Si on est capable de se foutre sur la gueule au rayon petit-déjeuner du supermarché local juste pour mettre dans son caddie un ou deux pots de Nutella en promotion, on doit être capable d’attaquer Versailles façon Chute de la Maison Blanche pour poser son cul de prolo dans le siège conducteur d’une Citroën C3 flambant neuve. La manœuvre est habile. On sait bien que cette voiture est purement roturière, issue d’un modèle conçu pour des marchés autrement plus modestes que le nôtre, selon des normes nettement moins exigeantes aussi, à tout point de vue. On le sait, mais ce n’est pas ce que le marketing souhaite mettre en avant. Au contraire : la C3 serait le privilège des nantis, le luxe que peuvent s’offrir les privilégiés, et le soulèvement populaire permettrait justement d’y accéder enfin et de chipper aux riches leur jouet, afin de passer à son tour du bon temps.

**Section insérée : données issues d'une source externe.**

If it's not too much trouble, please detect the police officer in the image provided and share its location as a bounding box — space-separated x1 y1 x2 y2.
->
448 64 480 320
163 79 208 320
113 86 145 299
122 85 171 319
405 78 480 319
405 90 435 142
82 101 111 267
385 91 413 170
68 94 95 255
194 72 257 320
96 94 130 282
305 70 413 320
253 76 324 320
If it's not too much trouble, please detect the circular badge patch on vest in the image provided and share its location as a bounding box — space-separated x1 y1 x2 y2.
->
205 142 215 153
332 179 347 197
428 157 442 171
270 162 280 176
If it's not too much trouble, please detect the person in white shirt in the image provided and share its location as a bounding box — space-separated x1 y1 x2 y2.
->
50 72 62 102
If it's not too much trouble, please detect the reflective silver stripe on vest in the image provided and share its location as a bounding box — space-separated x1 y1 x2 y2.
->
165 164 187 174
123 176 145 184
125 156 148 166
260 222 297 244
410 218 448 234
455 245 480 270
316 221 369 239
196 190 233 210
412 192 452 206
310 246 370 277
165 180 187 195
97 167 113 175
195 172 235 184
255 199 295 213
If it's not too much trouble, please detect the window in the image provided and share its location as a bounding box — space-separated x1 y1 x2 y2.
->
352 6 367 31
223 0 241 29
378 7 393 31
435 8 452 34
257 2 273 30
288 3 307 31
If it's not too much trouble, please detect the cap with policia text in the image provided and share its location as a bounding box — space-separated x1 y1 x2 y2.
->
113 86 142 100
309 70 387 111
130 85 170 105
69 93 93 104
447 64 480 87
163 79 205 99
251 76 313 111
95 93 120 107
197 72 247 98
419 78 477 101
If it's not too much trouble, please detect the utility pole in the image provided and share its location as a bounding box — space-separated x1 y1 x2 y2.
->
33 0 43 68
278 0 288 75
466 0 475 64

Ironie de l’histoire : d’ici peu, le luxe ne sera plus de se payer une voiture électrique, ce sera d’avoir les moyens de la recharger. La véritable révolution consisterait à voler l’électricité elle-même, pas la bagnole. Mais la publicité se gardera bien de nous montrer cette scène, pourtant beaucoup plus révolutionnaire sur le fond. Faudrait pas mettre dans la tête du véritable peuple l’idée de nationaliser la distribution d’energies non renouvelables.

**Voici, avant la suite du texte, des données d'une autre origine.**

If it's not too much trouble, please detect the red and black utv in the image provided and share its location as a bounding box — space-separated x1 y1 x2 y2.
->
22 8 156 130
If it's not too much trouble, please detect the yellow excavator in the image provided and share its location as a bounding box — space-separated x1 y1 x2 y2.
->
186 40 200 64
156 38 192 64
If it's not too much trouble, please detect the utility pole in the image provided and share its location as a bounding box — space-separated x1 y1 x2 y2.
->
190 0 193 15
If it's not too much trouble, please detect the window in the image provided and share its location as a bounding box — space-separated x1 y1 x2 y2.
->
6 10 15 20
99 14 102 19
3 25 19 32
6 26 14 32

La révolution filmée par Fredrik Bond est purement ludique. Et le plus étonnant, c’est qu’elle le soit pour tout le monde : tant pour les insurgés que pour ceux qui sont la cible de cette rebellion. C’est là que s’arrête la comparaison avec les mises en scènes façon 17e siècle de Laurent Boutonnat : pour Citroën on ne sort ni sabre, ni mousquet. Ici, on s’entarte, on vise l’adversaire au croquet, on fait la course dans le parc, on tente de se capturer avec des filets de tennis. En fait, on joue à faire la révolution plutôt qu’on ne la fait réellement. Coup d’Etat d’opérette, insurgés de comédie musicale, tout est factice et bon enfant. Finalement, l’ordre politique ne sera pas subverti : la noblesse demeure dans son palais, les grilles l’empêchant certes de partir à la poursuite de ses C3, mais la protégeant aussi de la dictature du prolétariat. Les sous-fifres, eux, prennent la poudre d’escampette à bord de leurs nouvelles montures mais ils ne prennent pas d’assaut le pouvoir, dont ils se contrefichent.

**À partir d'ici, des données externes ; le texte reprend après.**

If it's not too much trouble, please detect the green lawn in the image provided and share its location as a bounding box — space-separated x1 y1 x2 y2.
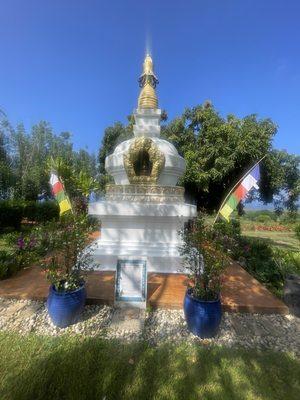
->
0 333 300 400
243 230 300 251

Cette révolution, donc, n’en est pas une puisqu’elle fait jouer entre elles deux classes sociales dont les places sont déjà définies. Et aucune ne compte remettre en cause cet ordre établi. La preuve ? A elles trois, et si elles roulent dans le bon ordre, les voitures volées forment le drapeau tricolore, seul symbole national de la République. Or, si ces voitures bleu, blanche et rouge sont subtilisées à la noblesse, c’est bien que celle-ci avait déjà adopté les couleurs républicaines, et ce jusque dans ses garages. Il n’y a donc là aucun renversement. Il s’agit bien d’un simulacre au cours duquel les classes sociales miment une inversion des places qui, en réalité, n’aura pas lieu. Le seul enjeu, c’est la C3, sur laquelle le peuple fait main basse pour se faire croire, le temps d’un trajet au moins, qu’il est de la haute.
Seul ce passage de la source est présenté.